Carlisle onun cevabını dinledi ve yine sessiz kaldı. Elena kuru bir sesle yutkundu. Herhangi bir sözleşme karşılıklı taviz gerektiriyordu ve Elena nispeten zayıf bir konumdan pazarlık yapıyor olsa da, koşullarında hâlâ katıydı. Carlisle’ın bakış açısından hoş olamazdı. Sonra tamamen beklenmedik bir şey söyledi.
“Senin sayende, imparator olmam için bir sebep daha var.”
“Bunun anlamı…”
“Eğer istediğin buysa, teklifi kabul edeceğim. Birlikte yatmayacağız.”
“Ah, teşekkürler, Majesteleri.”
Yüzü aydınlandı. Carlisle reddederse ne yapacağından endişeliydi.
‘…Tanrıya şükür.’
Elena bir an için rahat bir nefes alabildi. Carlisle hala işini bitirmemişti.
“İmparatoriçe olana kadar. Ondan sonra olmaz. İstediğin gibi imparatoriçe olduktan sonra sadece karım olarak yaşa.”
“Ah…”
Elena, söylediklerine hemen cevap vermedi.

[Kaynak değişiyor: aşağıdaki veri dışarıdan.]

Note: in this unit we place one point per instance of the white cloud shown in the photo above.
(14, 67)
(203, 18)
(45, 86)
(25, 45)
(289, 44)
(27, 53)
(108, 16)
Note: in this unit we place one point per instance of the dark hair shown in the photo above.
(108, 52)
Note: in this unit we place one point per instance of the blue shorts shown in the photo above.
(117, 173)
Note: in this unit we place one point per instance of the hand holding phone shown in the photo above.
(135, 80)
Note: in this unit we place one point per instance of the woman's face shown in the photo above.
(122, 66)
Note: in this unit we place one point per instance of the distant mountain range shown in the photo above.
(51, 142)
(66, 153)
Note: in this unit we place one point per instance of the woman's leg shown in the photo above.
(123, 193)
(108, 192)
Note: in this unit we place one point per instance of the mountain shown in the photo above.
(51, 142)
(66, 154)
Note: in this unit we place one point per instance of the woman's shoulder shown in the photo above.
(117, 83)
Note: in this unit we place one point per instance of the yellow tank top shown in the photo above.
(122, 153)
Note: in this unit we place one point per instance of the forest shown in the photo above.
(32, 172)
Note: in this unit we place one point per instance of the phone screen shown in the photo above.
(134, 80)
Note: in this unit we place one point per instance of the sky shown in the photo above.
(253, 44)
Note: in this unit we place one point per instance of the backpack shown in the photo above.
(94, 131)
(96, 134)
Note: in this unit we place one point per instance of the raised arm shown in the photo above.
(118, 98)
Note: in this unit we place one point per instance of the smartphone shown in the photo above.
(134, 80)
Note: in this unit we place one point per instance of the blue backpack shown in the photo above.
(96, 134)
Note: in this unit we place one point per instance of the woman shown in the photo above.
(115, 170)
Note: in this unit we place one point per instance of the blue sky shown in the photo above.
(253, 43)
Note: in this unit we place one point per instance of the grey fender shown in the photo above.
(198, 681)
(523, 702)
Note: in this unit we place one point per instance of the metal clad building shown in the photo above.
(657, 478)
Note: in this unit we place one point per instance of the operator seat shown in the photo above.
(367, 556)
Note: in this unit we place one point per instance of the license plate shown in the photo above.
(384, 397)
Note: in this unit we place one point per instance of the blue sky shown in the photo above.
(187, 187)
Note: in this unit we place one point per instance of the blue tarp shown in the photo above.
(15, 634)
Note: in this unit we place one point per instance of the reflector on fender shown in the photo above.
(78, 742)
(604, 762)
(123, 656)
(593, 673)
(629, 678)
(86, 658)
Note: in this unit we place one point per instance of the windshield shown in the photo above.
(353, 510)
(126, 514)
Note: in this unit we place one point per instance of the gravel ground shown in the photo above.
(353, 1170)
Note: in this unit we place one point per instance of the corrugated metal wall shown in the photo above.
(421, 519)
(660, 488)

Evlenebilecek bir durumdaydı ve kendisi için en avantajlı olacağını düşündüğü kişiyi seçmişti. Aslında bu evlilik hayatı, Carlisle’ın imparator olmasının ötesinde resmetmediği bir gelecekti. Bundan sonra, başka kadınlarla tanışıp Elena’ya kayıtsız kalma olasılığı vardı. Bir imparatoriçe olarak nispeten özgür bir hayatın tadını çıkarabilir ve hayatını sessizce sonlandırabilirdi. Ya da, Carlisle onu imparatoriçe pozisyonundan atabilir ya da hain bir hükümete liderlik ederse Elena onu tahttan indirebilir ve onun yerine başka birini koyabilir.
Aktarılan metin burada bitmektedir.